Sebald, Les Anneaux de Saturne, p.201

« Notre propagation sur terre passe par la carbonisation des espèces végétales supérieures et, d’une manière plus générale, par l’incessante combustion de toutes substances combustibles. De la première lampe-tempête jusqu’aux réverbères du XVIIème siècle, et de la lueur des réverbères jusqu’au blême éclat des lampadaires qui éclairent les autoroutes belges, tout est combustion, et la combustion est le principe intime de tout objet fabriqué par nous. La confection d’un hameçon, la fabrication d’une tasse de porcelaine et la production d’une émission de télévision reposent au bout du compte sur le même processus de combustion. Les machines conçues par nous ont, comme nos corps et comme notre nostalgie, un coeur qui se consume lentement. Toute la civilisation n’a jamais été rien d’autre qu’un phénomène d’ignition plus intense d’une heure à l’autre et dont personne ne sait jusqu’où il peut croître ni à partir de quand il commencera à décliner. En attendant, nos villes rayonnent encore, les feux gagnent encore du terrain. »

Sebald, Les Anneaux de Saturne, p.189-190:

« De telles irruptions catastrophiques de la mer dans l’intérieur des terres se produisirent de manière répétée au cours des siècles suivants, et bien entendu, l’érosion de la côte s’accentua dans les intervalles calmes. La population de Dunwich se plia peu à peu à l’irréversibilité de cette évolution. Le combat était sans issue, on y renonça. On tourna le dos à la mer, et chaque fois que les moyens le permettaient, l’on bâtit vers l’ouest, prolongeant de génération en génération le processus de fuite en vertu duquel la ville qui se mourait lentement suivait – comme par réflexe, pourrait-on dire- l’un des mouvements fondamentaux de la vie humaine sur terre. Un nombre remarquablement élevé de nos agglomérations sont en effet tournées vers l’ouest et, pour peu que les conditions le permettent, s’étendent dans cette direction. L’est est synonyme d’absence d’issue. A l’époque de la colonisation du continent américain, notamment, on pouvait voir les villes se déployer vers l’ouest en même temps que les quartiers situés à l’est étaient abandonnés et tombaient en ruine. »

(Actes Sud, traduction de Patrick Charbonneau)

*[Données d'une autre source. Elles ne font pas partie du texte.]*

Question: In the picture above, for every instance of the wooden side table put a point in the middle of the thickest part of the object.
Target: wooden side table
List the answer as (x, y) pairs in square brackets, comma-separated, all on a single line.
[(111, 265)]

Dead cities examine la manière dont la guerre aérienne et les bombardements systématiques des populations civiles se sont imposés à l’esprit des stratèges britanniques puis américains comme un moyen efficace de remporter la seconde guerre mondiale; les trois courts essais qui composent le livre nous font découvrir le site de Dugway (étrange la consonance avec Dunwich), au milieu de l’Utah, où fut élevé un quartier Potemkine dont les Mietzkazerne n’avaient été construites en 1942 – d’après le modèle des immeubles berlinois – que pour étudier les ravages du feu et accélérer les incendies des grands ensembles ouvriers de la capitale allemande.

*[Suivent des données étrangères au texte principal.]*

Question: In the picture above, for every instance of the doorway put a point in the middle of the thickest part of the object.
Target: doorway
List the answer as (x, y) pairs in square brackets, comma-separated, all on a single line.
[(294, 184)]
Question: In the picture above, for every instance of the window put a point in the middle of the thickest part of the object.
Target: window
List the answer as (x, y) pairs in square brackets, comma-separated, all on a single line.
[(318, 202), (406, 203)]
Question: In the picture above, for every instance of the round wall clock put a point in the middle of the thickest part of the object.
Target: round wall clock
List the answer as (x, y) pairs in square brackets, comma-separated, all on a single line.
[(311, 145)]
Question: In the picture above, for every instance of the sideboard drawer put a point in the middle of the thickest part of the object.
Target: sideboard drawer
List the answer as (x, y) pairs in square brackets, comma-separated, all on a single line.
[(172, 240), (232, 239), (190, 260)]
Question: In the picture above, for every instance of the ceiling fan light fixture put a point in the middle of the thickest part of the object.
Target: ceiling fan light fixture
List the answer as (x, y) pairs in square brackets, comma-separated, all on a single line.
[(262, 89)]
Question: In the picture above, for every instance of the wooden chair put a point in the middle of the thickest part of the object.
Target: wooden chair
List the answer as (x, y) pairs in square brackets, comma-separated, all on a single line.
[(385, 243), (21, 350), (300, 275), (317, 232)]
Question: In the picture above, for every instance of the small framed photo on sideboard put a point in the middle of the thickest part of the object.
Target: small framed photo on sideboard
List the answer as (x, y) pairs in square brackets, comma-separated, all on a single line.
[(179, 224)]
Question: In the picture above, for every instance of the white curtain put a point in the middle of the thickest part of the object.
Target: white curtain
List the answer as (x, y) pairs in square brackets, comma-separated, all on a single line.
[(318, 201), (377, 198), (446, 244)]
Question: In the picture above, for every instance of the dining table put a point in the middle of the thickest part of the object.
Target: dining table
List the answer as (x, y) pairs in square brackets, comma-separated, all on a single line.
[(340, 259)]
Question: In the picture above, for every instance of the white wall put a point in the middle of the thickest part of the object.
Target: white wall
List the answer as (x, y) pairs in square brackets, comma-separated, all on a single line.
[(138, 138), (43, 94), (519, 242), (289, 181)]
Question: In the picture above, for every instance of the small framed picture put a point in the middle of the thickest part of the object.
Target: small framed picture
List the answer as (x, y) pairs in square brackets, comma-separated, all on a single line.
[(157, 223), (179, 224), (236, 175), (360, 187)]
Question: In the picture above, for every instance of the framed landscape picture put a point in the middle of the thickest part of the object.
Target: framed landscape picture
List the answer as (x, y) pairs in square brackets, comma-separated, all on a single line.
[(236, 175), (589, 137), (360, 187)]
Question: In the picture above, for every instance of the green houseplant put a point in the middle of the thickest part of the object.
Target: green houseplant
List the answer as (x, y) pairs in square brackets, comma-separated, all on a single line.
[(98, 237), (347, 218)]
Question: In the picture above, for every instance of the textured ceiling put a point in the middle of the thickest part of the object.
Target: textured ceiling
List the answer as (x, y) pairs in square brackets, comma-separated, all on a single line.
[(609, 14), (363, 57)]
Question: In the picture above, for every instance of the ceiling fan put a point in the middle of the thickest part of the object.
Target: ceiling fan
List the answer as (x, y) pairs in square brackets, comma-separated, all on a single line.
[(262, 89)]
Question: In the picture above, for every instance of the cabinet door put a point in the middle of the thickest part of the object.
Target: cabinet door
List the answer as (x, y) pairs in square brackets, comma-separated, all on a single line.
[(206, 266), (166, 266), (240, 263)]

Ils racontent aussi la destruction par les flammes de blocs entiers de New York, l’effondrement des tours du World Trade Center, la progression de nouvelles espèces végétales, comme le buddleia davidii, dans les ruines des villes allemandes bombardées. L’ouvrage présente les tableaux apocalyptiques de romans d’anticipation comme After London de Richard Jefferies (1885), A Crystal Age, de William Henry Hudson (1887), Nouvelles de nulle part de William Morris (1890), la Guerre des airs d’H. G. Wells (1898). De la même crise fin de siècle il convoque les figures de Nietzsche et de Freud. Plus près de nous l’auteur se ressource aux utopies d’Ernst Bloch et rend hommage au travail photographique de Camilo Vergara, l’un des seuls à avoir archivé par ses clichés la progression des ruines qui a dévasté le Bronx et Harlem au coeur des années 1970.

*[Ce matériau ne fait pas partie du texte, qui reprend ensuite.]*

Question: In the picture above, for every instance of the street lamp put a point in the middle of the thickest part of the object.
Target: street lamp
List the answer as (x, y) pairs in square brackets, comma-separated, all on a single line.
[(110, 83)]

Mike Davis incarne le rêve américain et son revers: ancien ouvrier des abattoirs, ancien camionneur, il est devenu, après avoir découvert Marx, professeur d’université, suivant le parcours inverse (à l’européenne pourrait-on dire) de Sebald, passé de l’Alma mater à la vie d’écrivain. Il fait partie de ces self-made-writers passés par tous les petits boulots, devenus les contempteurs de l’Amérique: Charles Bukowski, John Fante, Joseph Heller, Raymond Carver, la liste est aussi longue que celle des jobs complaisamment égrenés en quatrième de couverture et dans les ouvertures d’articles élogieux.

Ses études proposent des analyses hybrides et novatrices, mêlant des considérations classiques sur le zoning, les politiques fiscales, la géopolitique, à un usage décomplexé de la fiction. On retrouve le plaisir romanesque que l’on ressentait déjà à la lecture de son City of Quartz (1997) dans lequel il mettait en scène le Los Angeles des écrivains (The Day of the Locust de Nathanael West) moins pour tirer l’analyse froide des représentations d’une ville (Mike Davis ne fait pas de géographie littéraire) que pour appuyer un discours moral, parfois moralisateur, sur les dérives urbaines. Ses travaux ont eu le mérite de donner une résonance médiatique à bon nombre de sujets longtemps cantonnés à quelques niches académiques -le phénomène des nimbies (« Not in my backyard! ») dans City of Quartz; les interactions insoupçonnées entre nature et ville et la dimension géomorphologique de nos ponctions dans le sous-sol terrestre dans Villes mortes. On ne regarde pas la ville tout à fait de la même manière après ses révélations.

Dead cities, p.73:

« Depuis la fin du XIXème siècle environ, la majeure partie de l’énergie à disposition de la race humaine a été investie dans la construction et l’entretien de l’habitat urbain. Objet premier du travail humain et animal depuis huit mille ans, l’agriculture est aujourd’hui secondaire comparée au drame (littéralement) « géologique » de l’urbanisation. Les géologues estiment que l’énergie fossile actuellement dévolue à l’aménagement de la surface terrestre pour les besoins d’une population humaine de citadins en pleine explosion est géomorphologiquement équivalente, du moins à court terme, aux formes premières de l’activité tectonique planétaire: la dérive des continents et l’érosion des reliefs. »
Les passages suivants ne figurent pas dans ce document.